Place tests under tests/regression/upgrade/ with the dependency
name in the filename.
Stage 4: Go/no-go — humans read the log
Now the human takes back the wheel. I have Claude consolidate everything from stages 1–3 into a single Markdown — CHANGELOG summary, fix commit list, impact scan output, regression tests added — and I read it before deciding whether to ship.
My hold-and-re-verify rules are simple. Any of these triggers another round:
- Stage 3 flagged impact on payments, auth, or data persistence
- The fix commit count exceeds five (the change surface is too wide)
- Claude's writeup uses "probably" or "likely" more than twice
The last rule is intuitive but reliable: areas where Claude was not confident tend to bite me later. When that happens, I shelve that one dependency to next month and ship the rest.
Once I do ship, I merge the fix commits in order, let staging soak for 24 hours, then promote. The staging soak has caught at least two issues for me — usually cron or async paths that smoke tests do not touch.
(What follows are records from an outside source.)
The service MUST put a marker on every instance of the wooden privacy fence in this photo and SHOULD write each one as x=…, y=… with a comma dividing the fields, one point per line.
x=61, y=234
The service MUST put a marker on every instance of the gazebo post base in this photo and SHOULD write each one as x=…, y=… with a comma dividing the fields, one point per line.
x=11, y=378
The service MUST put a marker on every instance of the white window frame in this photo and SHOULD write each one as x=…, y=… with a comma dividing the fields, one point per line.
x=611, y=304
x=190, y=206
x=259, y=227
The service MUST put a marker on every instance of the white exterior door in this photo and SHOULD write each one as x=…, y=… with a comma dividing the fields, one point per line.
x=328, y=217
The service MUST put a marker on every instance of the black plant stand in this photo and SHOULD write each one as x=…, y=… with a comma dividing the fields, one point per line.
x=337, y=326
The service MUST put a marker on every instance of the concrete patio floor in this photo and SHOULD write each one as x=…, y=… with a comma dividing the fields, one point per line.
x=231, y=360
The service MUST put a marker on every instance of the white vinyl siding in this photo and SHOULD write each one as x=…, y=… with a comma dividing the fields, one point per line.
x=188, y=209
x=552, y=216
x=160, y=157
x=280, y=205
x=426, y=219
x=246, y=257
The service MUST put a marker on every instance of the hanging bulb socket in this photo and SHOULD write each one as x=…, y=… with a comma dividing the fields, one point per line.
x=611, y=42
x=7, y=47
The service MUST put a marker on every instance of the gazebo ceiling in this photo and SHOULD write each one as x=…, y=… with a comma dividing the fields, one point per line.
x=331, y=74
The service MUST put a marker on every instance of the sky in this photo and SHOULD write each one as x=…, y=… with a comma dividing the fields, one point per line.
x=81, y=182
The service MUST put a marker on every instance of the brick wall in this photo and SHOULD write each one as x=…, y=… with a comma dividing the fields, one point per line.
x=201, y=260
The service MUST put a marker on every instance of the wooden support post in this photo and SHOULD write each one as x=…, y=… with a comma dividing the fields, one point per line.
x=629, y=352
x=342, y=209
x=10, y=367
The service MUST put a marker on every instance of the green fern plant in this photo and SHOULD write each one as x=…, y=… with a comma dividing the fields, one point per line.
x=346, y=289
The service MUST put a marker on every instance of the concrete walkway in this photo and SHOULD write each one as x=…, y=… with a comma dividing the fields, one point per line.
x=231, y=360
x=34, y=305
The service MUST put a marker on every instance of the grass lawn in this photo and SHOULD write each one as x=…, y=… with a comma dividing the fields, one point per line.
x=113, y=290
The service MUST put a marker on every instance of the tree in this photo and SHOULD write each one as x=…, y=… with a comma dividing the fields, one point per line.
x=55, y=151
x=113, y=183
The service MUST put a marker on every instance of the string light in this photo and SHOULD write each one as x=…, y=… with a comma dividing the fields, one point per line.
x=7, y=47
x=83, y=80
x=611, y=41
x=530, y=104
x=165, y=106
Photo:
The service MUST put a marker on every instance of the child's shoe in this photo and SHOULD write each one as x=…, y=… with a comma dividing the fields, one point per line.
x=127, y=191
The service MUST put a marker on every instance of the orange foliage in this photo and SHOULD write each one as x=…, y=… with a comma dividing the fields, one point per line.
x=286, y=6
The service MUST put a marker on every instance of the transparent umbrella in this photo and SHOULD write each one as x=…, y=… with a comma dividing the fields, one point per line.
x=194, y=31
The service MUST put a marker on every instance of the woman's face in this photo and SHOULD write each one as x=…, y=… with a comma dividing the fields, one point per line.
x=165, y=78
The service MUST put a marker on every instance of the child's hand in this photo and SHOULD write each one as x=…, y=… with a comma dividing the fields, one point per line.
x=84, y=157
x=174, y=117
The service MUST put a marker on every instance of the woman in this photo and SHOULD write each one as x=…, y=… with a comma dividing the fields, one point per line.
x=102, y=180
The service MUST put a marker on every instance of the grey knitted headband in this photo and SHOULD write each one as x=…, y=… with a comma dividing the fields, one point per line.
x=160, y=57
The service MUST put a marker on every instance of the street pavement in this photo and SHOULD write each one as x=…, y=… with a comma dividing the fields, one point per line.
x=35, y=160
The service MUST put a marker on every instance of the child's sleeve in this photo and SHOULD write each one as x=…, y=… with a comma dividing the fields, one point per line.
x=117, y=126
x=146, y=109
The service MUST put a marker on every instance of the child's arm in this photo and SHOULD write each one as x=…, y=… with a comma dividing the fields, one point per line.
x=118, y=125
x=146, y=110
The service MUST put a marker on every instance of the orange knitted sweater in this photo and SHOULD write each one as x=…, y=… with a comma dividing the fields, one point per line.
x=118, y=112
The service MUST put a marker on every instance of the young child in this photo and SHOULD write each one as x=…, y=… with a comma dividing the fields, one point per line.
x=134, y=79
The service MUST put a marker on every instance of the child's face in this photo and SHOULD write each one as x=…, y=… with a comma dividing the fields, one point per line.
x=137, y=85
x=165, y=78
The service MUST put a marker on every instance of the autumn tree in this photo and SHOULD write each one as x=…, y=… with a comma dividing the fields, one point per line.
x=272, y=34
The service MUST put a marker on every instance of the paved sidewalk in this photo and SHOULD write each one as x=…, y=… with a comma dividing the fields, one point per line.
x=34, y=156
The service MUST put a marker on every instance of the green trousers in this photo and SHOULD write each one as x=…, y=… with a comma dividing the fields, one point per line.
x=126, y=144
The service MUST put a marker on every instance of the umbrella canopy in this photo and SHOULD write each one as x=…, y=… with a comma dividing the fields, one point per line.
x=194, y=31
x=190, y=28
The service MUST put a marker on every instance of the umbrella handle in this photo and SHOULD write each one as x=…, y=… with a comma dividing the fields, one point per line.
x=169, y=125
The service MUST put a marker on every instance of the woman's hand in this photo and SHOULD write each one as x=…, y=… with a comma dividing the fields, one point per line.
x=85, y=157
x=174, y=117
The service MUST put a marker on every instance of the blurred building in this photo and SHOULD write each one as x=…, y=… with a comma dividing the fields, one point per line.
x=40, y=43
Operational rules for keeping the monthly run sane
A loop is only useful if I actually run it. Three rules that keep it on rails:
Calendar-block the first business day of each month. Upgrade work is heavy enough that a fuzzy "I'll get to it" guarantees slippage. A two-hour block, scheduled, defended.
Treat hard-to-read CHANGELOGs as a separate track. Two or three dependencies a year deserve a dedicated session for a major upgrade. The monthly run stays focused on mechanical minors — the work Claude Code is best at.
Save every verification log under docs/upgrade-history/. Next month I feed those logs to Claude as context, so it remembers which dependency surprised us last time. Tiny, but it gives the AI something like institutional memory in a solo project.
Skipping dependency upgrades quietly compounds into technical debt. Full automation is hard, but splitting "what humans decide" from "what AI mechanically does" turns the monthly ritual into a predictable two-hour task. For your next upgrade, start by writing the stage-1 prompt — the rest of the loop will fall into place from there.